Now, translating your JS bind (Haskell does automatic currying, so calling bind f returns a function that takes a tuple, and then pattern matching takes care of unpacking it into x and s, I hope that's understandable):

bind f (x, s) = (y, s ++ t)
                where (y, t) = f x

You can see it working:

*Main> :t sine
sine :: Floating t => t -> (t, [Char])
*Main> :t bind sine
bind sine :: Floating t1 => (t1, [Char]) -> (t1, [Char])
*Main> (bind sine . bind cube) (3, "")
(0.956375928404503,"cube was called.sine was called.")

Now, let's reverse arguments of bind:

bind' (x, s) f = (y, s ++ t)
                 where (y, t) = f x

You can clearly see it's still doing the same thing, but with a bit different syntax:

*Main> bind' (bind' (3, "") cube) sine
(0.956375928404503,"cube was called.sine was called.")

Now, Haskell has a syntax trick that allows you to use any function as an infix operator. So you can write:

*Main> (3, "") `bind'` cube `bind'` sine
(0.956375928404503,"cube was called.sine was called.")

Now rename bind' to >>= ((3, "") >>= cube >>= sine) and you've got what you were looking for. As you can see, with this definition, you can effectively get rid of the separate composition operator.

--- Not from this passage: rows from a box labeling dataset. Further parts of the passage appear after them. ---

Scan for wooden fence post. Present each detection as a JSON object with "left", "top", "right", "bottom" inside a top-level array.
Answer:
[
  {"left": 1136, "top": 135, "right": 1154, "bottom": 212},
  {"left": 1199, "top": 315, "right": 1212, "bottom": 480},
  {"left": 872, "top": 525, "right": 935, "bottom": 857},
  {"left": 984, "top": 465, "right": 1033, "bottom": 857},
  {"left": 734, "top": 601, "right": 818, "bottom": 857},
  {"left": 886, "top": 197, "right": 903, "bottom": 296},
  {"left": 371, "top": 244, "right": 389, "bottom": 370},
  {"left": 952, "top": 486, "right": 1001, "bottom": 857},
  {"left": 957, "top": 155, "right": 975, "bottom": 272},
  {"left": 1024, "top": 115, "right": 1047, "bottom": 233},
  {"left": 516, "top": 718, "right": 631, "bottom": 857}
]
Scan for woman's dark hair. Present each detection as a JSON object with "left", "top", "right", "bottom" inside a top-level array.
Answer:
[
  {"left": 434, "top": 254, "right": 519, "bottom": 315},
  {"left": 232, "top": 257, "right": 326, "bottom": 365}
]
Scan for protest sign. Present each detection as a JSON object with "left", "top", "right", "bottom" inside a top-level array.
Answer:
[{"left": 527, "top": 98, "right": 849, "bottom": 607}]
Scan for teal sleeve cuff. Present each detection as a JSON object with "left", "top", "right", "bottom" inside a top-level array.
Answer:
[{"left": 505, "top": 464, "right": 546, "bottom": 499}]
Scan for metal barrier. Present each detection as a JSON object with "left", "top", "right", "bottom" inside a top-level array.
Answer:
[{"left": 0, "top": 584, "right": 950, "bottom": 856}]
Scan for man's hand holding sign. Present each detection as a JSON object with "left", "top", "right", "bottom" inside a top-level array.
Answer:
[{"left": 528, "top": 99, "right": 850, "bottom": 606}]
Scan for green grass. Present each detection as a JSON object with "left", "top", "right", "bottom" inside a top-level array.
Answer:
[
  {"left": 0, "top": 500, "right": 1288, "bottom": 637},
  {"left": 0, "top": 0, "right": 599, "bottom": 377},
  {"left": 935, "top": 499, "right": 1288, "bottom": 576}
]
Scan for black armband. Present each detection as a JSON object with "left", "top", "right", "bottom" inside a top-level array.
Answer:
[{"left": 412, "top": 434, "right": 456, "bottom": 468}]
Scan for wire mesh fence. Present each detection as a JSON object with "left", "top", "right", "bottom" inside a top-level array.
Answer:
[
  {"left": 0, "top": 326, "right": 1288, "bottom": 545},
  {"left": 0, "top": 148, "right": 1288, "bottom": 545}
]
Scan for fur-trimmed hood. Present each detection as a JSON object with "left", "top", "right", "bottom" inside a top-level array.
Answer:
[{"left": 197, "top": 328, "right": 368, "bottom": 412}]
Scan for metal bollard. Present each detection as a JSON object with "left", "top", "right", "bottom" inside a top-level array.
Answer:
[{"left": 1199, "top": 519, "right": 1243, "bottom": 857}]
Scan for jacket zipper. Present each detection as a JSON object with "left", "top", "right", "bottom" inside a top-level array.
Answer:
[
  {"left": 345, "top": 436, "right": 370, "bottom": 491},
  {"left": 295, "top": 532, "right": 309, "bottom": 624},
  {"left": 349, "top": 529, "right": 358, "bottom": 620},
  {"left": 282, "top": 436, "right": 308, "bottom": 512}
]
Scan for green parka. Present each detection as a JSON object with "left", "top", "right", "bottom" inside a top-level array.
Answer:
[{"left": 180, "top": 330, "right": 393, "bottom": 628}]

Translating the new thing back into JavaScript would yield something like this (notice that again, I only reverse the argument order):

var bind = function(tuple) {
    return function(f) {
        var x  = tuple[0],
            s  = tuple[1],
            fx = f(x),
            y  = fx[0],
            t  = fx[1];

        return [y, s + t];
    };
};

// ugly, but it's JS, after all
var f = function(x) { return bind(bind(x)(cube))(sine); }

f([3, ""]); // [0.956375928404503, "cube was called.sine was called."]

Hope this helps, and not introduces more confusion — the point is that those two bind definitions are equivalent, only differing in call syntax.